Reader should also be noted that different frequence estimation method uses capable of being combined is with complimentary to one another.One is inspired example will be to use DFT and AMDF(average amplitude difference function), this discusses institute in [hybrid algorithm (I) of 2.2.2.4 joint].As the method that has firm mathematical theory and confirmed by test in application US12804163, DFT provides cycle count accurately at gray level resolution place.Other algorithms of some of AMDF, have the ability of count cycle length (will determine fractional cycle counting) exactly.Use not enough data of some types of good (following defined by Suttability (S, E)) of its quality, possible AMDF identifies incorrect Cycle Length, because its finds the local minimum of locating in out of position.As the reparation to this, first DFT can be used to find the quantity of number of cycles P, and estimates from DFT result acquisition Cycle Length by division N/P, and this will be close to actual cycle length.We will use N/P as about estimation, and adopt AMDF to be positioned near the more meticulous actual cycle length of N/P.This will show in the chapters and sections of AMDF, and if other algorithms can combine with DFT or not comprise that other group algorithms of DFT can be combined to realize better result (comparing the single algorithm of independent use), will repeat to mention.
In the disclosure, we are no less than ten algorithms for frequence estimation by discussion.The combination of two algorithms will have N
algorithm* N
algorithm>=10
2=100 types, and also may be by more algorithm combination together.Therefore there is no need also can not list all combinations.
Helpful is herein to provide
well-formednessformal definition, well-formedness is the relation between special algorithm and specific data sets:
Well-formedness: for the specific data sets S of length N, by the viewed frequence estimation symbol E () of the clog-free people of vision and amount of cycles P,
Suitability (well-formedness)
ε (N) can be constant in decimal in N of haveing nothing to do, such as 0.5 or 1; Or it can be the function of the monotone increasing of N.Intuitively, if you only have the signal of length 10, the error of one-period is exactly intolerable certainly; If but you have the signal of length 1000, same error drops in tolerance certainly.
With this new function, express our above-mentioned discussion exactly:
And actually determined is quality and the selected ε (N) of S.
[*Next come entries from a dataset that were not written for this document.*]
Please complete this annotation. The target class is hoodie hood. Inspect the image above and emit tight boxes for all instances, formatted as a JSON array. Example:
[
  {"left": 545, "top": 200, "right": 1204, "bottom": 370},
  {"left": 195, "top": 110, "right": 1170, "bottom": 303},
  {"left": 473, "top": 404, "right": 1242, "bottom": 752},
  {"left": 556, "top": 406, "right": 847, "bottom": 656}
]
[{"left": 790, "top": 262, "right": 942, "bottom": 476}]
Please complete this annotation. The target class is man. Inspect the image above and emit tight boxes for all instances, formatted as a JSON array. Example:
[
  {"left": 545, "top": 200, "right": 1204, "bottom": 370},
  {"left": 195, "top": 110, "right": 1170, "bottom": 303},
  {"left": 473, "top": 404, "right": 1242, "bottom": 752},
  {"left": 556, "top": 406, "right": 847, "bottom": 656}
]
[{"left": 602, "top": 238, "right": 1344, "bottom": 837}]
2.2 nonparametric technique
Definition:
So-called nonparametric technique, we are intended to express: hypothesis does not produce the knowledge of the actual physics model of signal (and noise), and do not make a try the parameter of appraising model.Directly from the estimation frequency of signal own.
2.2.1 simple method
These methods are directly moved substantially in the situation of not making any conversion (broadly, being not limited to time-domain and frequency-domain conversion) in time domain, and it checks periodic visual cues in signal curve, and imitates eye-observation by automatic step.
2.2.1.1
General synonym: zero passage, zero value detection, threshold process
If signal is assumed to be quasi periodic, it generally can swing within the cycle between spikes/low-points.Therefore the action of its cross the border (crossing) specific middle sizes values can be used to sense cycle.
In specific implementation, can there are some distortion:
(1) detect rising edge
A) size of must > crossing the border
B) necessary >=size of crossing the border
(2) detect trailing edge
A) size of must < crossing the border
B) necessary≤size of crossing the border
We are in Fig. 2 .2.1.1-1, and for the drop altitude information in 13 cycles of speed II ≈, this method provides counting accurately.Threshold value is chosen as 13 pixels tall, and this should be unable to obscure with cycle count, although two values are the same.For 5.3 cycles of speed II ≈, at n
radix (base) 1the less spike at=146 places causes inaccurate cycle count; For 23 cycles of speed III ≈, at close n
radix 1" spike separating " at=80 places also increased inaccurate counting.In addition, for 23 cycles of speed III ≈, at n
radix 1=50,51 places, whether the cycle that should be counted accurately depend in (1) a), b) between selection, only selecting b) time counting be accurately.
13 threshold value is not automatically to calculate, but manually choose.Can envision natch some special algorithms and come artificially to look for threshold value, but the counter-example that such algorithm can be easy to be built intentionally institute is invalid.Use other selections of threshold value, still can occur incorrect counting.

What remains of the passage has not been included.